The Biomass satellite is one of the 3 competing missions in the running to become the seventh satellite of the ESA Earth Explorer scientific program, devoted to earth observation issues. "Biomass represents a real scientific challenge," says Malcom Davidson of the ESA. "This would be the first satellite able to generate a complete cartography of the forests of the planet every 35 days and the first remote sensing satellite to operate on such a large wavelength, with deployment of an antenna of 15 to 27 meters when in orbit. Before committing the 220 million euros necessary for its development, not including operation, we have to demonstrate the value of the method and its efficacy in monitoring flows of carbon."
- Biomass (remote radar sensing of)
Biomass is a reservoir of carbon. Biomass: dry weight of ligneous matter (wood) + foliage (leaves). Mass of carbon = 0.5x biomass. The measurement technique used is based on the interaction of the electromagnetic wave emitted by the on-board antenna with the ligneous mass of the forest (wood). This technique depolarizes the electromagnetic wave and this effect is all the greater the denser the forest. The simultaneous measurement of the height of the forest with the polarimetric interferometry technique means then that we can calculate the biomass.
- SAR - Synthetic aperture radar
A radar technique that uses the displacement of the antenna to obtain an angular resolution much greater than that of a static antenna. The angular resolution of an antenna is inversely proportional to its size, which is necessarily reduced on board an aircraft.
New generation on-board radar imagery system designed by Onera for scientific surveys.
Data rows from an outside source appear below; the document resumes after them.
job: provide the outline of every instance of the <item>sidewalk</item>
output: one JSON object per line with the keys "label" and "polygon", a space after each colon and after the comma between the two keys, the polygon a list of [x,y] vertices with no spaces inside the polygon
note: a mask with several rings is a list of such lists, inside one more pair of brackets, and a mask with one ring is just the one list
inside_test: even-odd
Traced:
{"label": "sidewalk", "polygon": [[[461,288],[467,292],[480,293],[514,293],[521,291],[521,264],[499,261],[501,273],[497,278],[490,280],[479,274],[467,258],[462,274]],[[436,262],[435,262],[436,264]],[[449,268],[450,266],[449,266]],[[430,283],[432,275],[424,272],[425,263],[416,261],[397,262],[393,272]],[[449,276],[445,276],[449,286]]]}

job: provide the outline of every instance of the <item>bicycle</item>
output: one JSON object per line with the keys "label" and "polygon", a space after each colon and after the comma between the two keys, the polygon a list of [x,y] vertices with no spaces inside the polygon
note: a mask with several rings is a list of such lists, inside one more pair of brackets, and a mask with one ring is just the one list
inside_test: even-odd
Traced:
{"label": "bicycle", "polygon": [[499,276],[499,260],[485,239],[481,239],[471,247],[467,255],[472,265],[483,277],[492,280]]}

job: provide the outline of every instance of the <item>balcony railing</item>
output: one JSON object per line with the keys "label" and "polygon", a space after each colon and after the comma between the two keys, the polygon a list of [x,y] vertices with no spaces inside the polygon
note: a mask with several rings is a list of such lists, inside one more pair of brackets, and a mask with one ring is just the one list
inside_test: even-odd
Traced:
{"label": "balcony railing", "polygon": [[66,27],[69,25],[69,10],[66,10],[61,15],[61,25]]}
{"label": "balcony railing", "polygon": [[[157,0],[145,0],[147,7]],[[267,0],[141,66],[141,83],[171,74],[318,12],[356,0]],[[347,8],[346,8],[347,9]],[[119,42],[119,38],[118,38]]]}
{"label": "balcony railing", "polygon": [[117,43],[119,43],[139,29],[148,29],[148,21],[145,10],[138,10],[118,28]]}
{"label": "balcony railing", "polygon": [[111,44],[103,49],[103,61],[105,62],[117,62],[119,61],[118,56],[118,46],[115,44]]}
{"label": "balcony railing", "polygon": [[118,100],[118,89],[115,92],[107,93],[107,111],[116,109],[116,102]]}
It was developed and certified in 2007 and produces radar images of the ground, during the day and at night, regardless of the weather conditions. "Its applications are multiple, in both the military and civil domains (remote sensing, archeology, study of the environment)" explains Olivier Ruault du Plessis of the Electromagnetism and Radar Department.
Under the wings of the Falcon 20 are two pods with a carriage capacity of up to 250kg each which house the three high and low frequency radars, indispensable for airborne remote sensing operations, and which constitute the Sethi multi-mode system. "This facility, operational since 2008 and certified by the European Aviation Safety Agency, is unique in Europe," confirms Olivier Ruault du Plessis, Manager of the Radar Imagery and Experimentation Unit of Onera.